The Nightshifter

Stenio est un employé de nuit dans une morgue à la vie relativement morne si ce n’est qu’il possède la faculté de parler aux morts. Entre son boulot mal payé et sa femme peu encline à lui montrer un peu d’affection, Stenio navigue en eau trouble à la limite de la dépression quand il commence à nourrir le soupçon que sa femme puisse le tromper. L’apparition d’un canapé tout neuf dans son salon alors qu’il n’a même pas assez d’argent pour pouvoir se payer un verre au troquet du coin le pousse à surveiller sa femme. Découvrant qu’elle le trompe avec le patron du dit troquet, Stenio se décide à utiliser son pouvoir afin de se venger sans savoir qu’il va déclencher une terrible malédiction sur lui et sa famille.
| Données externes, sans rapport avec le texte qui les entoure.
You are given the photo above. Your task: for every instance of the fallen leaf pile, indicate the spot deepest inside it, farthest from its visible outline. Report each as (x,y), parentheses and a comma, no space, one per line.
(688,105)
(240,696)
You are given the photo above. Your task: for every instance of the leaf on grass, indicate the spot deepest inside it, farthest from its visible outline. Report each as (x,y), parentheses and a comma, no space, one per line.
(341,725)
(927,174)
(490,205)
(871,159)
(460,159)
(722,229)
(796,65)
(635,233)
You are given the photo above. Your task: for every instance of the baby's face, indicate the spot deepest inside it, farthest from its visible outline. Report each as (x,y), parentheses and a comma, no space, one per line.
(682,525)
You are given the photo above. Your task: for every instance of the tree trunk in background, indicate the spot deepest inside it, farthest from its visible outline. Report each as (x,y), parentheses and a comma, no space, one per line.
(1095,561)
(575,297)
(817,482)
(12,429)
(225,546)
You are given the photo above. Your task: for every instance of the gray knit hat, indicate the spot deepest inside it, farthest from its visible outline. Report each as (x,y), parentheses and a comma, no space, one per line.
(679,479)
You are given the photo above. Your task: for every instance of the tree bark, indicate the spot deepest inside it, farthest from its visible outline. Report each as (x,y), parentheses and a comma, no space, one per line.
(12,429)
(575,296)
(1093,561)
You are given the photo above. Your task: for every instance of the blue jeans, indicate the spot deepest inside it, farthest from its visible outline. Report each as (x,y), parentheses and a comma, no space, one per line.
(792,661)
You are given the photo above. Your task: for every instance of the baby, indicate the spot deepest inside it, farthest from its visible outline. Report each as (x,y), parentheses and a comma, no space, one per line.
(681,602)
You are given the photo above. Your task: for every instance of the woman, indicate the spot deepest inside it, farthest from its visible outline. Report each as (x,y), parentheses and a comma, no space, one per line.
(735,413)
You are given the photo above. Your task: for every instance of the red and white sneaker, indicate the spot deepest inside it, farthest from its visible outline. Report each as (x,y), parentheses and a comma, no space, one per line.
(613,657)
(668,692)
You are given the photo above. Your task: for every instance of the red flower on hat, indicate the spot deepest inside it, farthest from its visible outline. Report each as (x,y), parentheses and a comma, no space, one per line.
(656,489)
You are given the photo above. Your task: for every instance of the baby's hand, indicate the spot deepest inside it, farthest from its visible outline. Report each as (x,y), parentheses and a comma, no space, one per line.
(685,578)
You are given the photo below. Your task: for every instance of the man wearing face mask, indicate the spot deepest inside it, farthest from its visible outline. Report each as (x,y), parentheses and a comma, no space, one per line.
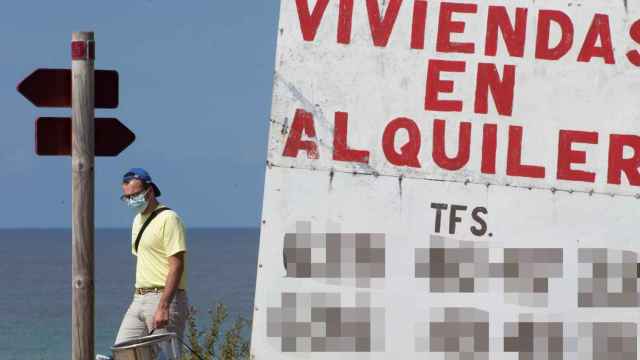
(159,243)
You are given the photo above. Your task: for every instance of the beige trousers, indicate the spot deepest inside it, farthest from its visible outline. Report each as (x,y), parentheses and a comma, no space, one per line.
(138,320)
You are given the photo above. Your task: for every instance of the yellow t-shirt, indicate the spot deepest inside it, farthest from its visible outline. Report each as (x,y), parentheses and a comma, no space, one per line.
(165,236)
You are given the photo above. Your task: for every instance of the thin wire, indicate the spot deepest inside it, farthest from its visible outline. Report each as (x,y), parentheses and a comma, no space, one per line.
(188,347)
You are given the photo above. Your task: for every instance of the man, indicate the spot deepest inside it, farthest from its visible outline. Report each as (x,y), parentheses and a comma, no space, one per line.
(160,301)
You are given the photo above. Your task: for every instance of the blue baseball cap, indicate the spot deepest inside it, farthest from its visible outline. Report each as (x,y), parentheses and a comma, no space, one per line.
(142,175)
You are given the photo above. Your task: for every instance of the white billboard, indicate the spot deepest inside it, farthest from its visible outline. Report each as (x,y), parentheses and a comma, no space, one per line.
(452,180)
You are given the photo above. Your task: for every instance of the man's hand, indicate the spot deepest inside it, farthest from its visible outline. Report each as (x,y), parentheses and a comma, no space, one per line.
(161,318)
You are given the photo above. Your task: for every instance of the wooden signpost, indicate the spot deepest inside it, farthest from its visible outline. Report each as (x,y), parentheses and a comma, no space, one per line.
(83,137)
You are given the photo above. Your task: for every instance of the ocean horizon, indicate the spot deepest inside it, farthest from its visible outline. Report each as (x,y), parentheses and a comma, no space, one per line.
(35,271)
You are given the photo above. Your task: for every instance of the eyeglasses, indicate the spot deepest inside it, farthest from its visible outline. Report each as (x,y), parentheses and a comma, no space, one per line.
(131,196)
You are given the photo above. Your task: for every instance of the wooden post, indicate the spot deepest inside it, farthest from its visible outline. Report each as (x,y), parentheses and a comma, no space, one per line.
(83,152)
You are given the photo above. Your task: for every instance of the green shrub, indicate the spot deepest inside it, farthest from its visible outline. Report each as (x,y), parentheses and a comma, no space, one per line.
(223,339)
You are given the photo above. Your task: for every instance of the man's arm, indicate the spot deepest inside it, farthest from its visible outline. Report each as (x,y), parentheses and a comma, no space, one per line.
(176,268)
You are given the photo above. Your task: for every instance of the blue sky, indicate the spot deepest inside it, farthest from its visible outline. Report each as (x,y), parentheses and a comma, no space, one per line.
(195,87)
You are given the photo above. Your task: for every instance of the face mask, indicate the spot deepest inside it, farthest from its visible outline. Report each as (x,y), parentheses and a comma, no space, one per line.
(138,203)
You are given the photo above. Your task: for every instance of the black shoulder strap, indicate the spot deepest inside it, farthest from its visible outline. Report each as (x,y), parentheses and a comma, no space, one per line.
(146,223)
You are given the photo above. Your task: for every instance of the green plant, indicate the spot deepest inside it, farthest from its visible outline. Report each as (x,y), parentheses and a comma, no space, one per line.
(221,340)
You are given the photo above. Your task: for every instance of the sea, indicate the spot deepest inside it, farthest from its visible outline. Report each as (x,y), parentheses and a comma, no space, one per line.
(35,279)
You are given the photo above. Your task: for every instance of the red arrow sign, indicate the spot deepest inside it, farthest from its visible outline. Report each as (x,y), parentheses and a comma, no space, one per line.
(53,136)
(52,88)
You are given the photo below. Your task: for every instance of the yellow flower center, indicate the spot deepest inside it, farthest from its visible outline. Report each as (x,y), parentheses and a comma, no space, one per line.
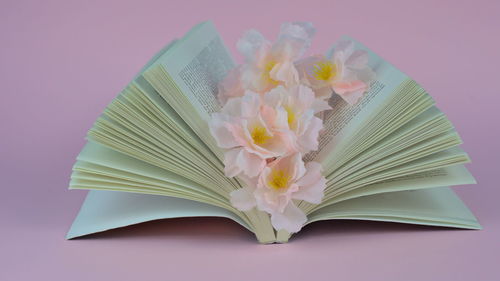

Le récit de THE NIGHTSHIFTER suit de près les grandes œuvres fantastiques où l’octroi d’un pouvoir ou d’un secret délivré par le monde des morts n’engendre que de la souffrance. Soignant son atmosphère fantastique, le film entoure son héros de macchabées au visage déformé quand ils s’expriment, aux yeux exorbités collés au héros, faisant douter que son pouvoir soit un don. D’ailleurs, le film flirt longtemps avec l’idée que le héros est peut-être simplement complètement fou, doute qui restera imprimé chez son entourage. C’est avec une sorte de sadisme que la malédiction lui colle d’ailleurs à la peau, un sadisme qui n’est pas sans rappeler celui exprimé par Sam Raimi dans la saga EVIL DEAD.

Le fantastique est une thématique qu’aime aborder le cinéaste brésilien Dennison Ramalho qui revient dix-huit ans après son premier long métrage, NOCTURNU où un vampire s’attaquait à des prostituées. Entre les deux longs métrages, il signe trois courts métrages, dont NINJAS qui parle de fanatisme avec une atmosphère de frénésie. À la différence toutefois des œuvres fantastiques classiques occidentales, le cinéma de Dennison Ramalho est dans son A.D.N. brésilien et ne peut s’empêcher d’aborder la question du social. Ainsi dans NINJAS un policier tue un gamin par erreur, tandis que dans THE NIGHTSHIFTER le cinéaste fait le portrait de tous ceux travaillant pour le service public payé une misère, mais aussi le portrait de favelas aux mains de gang, d’enfants livrés à eux-mêmes.

Ainsi tous les morts passant dans sa morgue sont issus de gangs, visiblement des criminels abattus par la police. Sans que cela soit explicitement dit, on sent toutefois une atmosphère sociale de décrépitude, de système tenant à peine debout, de fonctionnaires au bout du rouleau, où finalement, le crime ne peut être puni que par une malédiction d’ordre fantastique. Jouant avec les traditions et les croyances brésiliennes, THE NIGHTSHIFTER pose une ambiance résolument noire sans espoir, où le seul moyen d’échapper à la malédiction est d’en accepter le prix.

Seul bémol à cette bande horrifique, c’est un ventre mou avant le dernier tiers du film, où l’on sent un enchaînement hasardeux de scènes horrifiques un peu trop inspirées par le cinéma horrifique hollywoodien actuel dans ce qu’il fait de plus consensuel et répétitif. Ce ventre mou est cependant pardonné par une fin onirique et totalement nihiliste assez sublime.